The clinical application of adenovirus-mediated gene therapies for cancer patients involves the following goals: 1) to establish a normal cell cycle and subsequent apoptosis by delivering tumor suppressor genes such as p53; 2) to overexpress toxic genes that target cancer cells, such as PSA-driven herpes simplex virus thymidine kinase; 3) to enhance host anti-cancer immunity by overexpressing immune modulators; and 4) to induce cell lysis by virus amplification with or without the expression of therapeutic gene(s). Recent work has focused on controlling virus replication inside of tumors. The use of replicating adenoviruses has been shown to be a promising method for treating bladder cancer patients [35-38]. In particular, the lytic process of the viral life cycle can cause cell death in a directed fashion when the E1A and E1B genes, which are key regulators of viral replication, are modified to contain a tumor-specific promoter [35,37] or lack a functional E1B sequence [36].

All adenoviruses with double-stranded DNA genomes of approximately 38 Kb are encapsulated by three major proteins, including the hexon, penton, and fiber knob proteins. Following the treatment of 30 cervical cancer patients with different serotypes in the 1950s, genetic engineering technologies have improved to allow for the selective replication of viruses in tumor cells. There are two main approaches used to design replication-competent adenoviruses in a tumor/tissue-specific manner: 1) the restrictive expression of the replication-essential viral proteins E1A, E1B, and E4 in target cells using tissue- or tumor-specific promoters and 2) the deletion of replication-critical genes. In this study, we constructed a tumor-specific, replication-competent adenovirus that was active in survivin-expressing cells. In other words, the survivin promoter was utilized to select the therapeutic targets. However, the survivin promoter was only 2- to 4-fold greater than the basal, TATA-mediated promoter in terms of transcription initiation activity and was thus unable to elicit a sufficient tumor cell killing effect by adenoviral lysis. We therefore further modified the adenovirus early E3 region to overexpress the adenovirus death protein (ADP), which resulted in enhanced killing activity. As shown in Figure 5, the replication competency that was mediated by the survivin promoter was lower than that of the wild-type E4 and E1 promoters by approximately 10-fold. However, the killing efficacy of Ad5/35E1apsurvivinE4 was comparable to the wild-type virus in all of the bladder cancer cells tested. It is conceivable that because this recombinant adenovirus markedly overexpressed ADP proteins, it was able to induce apoptosis in cancer cells as efficiently as the wild-type adenovirus. These results also suggest that weak promoters may be utilized for constructing therapeutic adenoviruses as long as they are target-specific.
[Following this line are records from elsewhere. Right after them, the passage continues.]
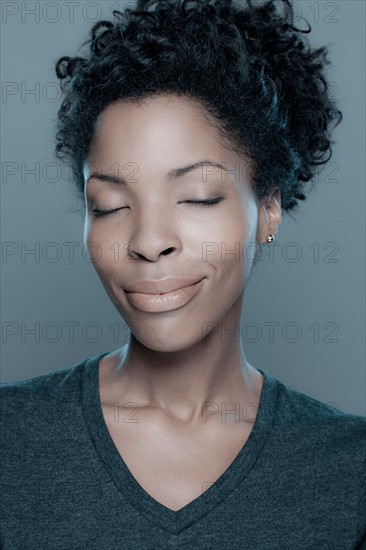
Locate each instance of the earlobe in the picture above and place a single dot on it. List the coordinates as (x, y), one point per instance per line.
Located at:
(273, 217)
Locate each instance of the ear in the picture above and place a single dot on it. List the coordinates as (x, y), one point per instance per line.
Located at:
(269, 216)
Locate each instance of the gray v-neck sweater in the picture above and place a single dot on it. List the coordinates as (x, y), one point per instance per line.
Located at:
(298, 483)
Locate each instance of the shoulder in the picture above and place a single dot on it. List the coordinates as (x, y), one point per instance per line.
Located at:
(38, 401)
(320, 428)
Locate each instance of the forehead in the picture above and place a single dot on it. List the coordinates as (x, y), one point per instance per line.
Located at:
(157, 134)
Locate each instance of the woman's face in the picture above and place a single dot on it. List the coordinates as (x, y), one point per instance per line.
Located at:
(157, 233)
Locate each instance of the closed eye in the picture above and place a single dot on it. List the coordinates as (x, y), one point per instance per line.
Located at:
(207, 202)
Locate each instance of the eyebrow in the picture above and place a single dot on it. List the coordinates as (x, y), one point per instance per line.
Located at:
(171, 175)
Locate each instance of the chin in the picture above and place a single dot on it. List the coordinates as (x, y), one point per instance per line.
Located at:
(168, 342)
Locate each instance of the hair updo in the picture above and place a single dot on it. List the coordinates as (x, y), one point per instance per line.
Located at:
(247, 64)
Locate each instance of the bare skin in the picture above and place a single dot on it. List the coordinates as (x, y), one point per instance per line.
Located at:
(184, 369)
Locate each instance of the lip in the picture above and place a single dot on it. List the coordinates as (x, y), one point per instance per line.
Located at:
(160, 287)
(168, 301)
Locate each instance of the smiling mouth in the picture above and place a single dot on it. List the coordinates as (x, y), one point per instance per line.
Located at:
(164, 301)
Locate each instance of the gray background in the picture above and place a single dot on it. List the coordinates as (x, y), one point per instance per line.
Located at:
(317, 304)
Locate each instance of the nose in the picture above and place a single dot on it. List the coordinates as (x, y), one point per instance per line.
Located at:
(154, 235)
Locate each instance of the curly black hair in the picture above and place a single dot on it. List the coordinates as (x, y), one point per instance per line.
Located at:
(256, 76)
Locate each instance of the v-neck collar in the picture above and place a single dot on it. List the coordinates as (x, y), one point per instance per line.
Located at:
(173, 521)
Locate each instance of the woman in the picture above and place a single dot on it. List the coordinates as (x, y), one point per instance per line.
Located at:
(191, 128)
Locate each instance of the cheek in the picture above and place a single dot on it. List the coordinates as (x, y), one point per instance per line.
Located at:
(105, 252)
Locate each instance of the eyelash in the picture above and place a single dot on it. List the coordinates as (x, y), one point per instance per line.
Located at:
(208, 202)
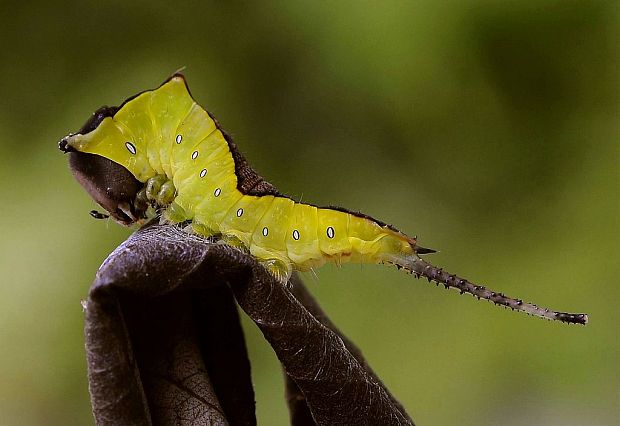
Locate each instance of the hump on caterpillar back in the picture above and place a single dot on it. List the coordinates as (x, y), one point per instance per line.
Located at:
(136, 133)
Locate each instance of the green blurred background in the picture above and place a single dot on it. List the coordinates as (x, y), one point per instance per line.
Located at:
(489, 129)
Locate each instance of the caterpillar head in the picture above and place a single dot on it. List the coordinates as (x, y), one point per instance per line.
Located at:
(110, 184)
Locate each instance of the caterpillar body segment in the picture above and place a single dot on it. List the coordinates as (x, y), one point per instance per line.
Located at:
(190, 170)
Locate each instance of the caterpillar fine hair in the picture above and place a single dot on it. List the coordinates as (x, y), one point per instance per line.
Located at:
(161, 149)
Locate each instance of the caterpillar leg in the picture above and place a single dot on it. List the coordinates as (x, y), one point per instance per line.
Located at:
(279, 269)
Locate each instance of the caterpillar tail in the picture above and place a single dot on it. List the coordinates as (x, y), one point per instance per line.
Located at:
(421, 268)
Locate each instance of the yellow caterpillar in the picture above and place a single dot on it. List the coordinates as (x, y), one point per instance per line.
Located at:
(181, 162)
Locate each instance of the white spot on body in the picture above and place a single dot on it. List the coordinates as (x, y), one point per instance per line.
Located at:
(131, 147)
(330, 232)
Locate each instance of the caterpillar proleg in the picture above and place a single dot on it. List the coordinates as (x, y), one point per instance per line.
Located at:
(161, 149)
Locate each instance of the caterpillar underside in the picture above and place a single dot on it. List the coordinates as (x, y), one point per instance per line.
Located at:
(191, 171)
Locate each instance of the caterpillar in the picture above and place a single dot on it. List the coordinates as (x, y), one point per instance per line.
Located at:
(161, 149)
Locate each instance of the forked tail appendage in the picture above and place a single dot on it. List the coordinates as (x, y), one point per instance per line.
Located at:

Most of the studies of E1A-based replication-competent adenoviruses have demonstrated a loss of specificity because some of the promoters showed leaky E1A expression in non-target cells. As a result, dual control of the E1A and E4 genes was shown to result in a greater degree of tissue-specific replication than with the E1 gene alone. However, it can be difficult to detect two different tightly controlled tissue-specific promoters for any single tumor type. In addition, the two different promoters may result in promoter competition and a loss of tissue specificity. Moreover, the two juxtaposed, identical promoters may result in homologous recombination and the deletion of transgenes important for viral expression. In addition to the leakiness of the promoters, their application is restricted to only a narrow range of tumors because these promoters are only active in the type of cancer from which they were derived. The survivin promoter is therefore a good example of a promoter than can be applied to treat a variety of types of cells. In this study, we utilized the survivin promoter to construct a replication-competent adenovirus to target bladder cancer cells. One of the important features of the survivin promoter-driven adenovirus is that it can be used to target a variety of cancers. As shown in Figure 1, all of the bladder cancer cells tested appeared to express high levels of survivin mRNA transcripts. Furthermore, more than 60% of bladder cancer patients showed strong immunostaining results (data not shown). These results support the rationale that the survivin promoter may be highly active in bladder cancer cells and may therefore be utilized to target bladder cancer cells without harming normal cells.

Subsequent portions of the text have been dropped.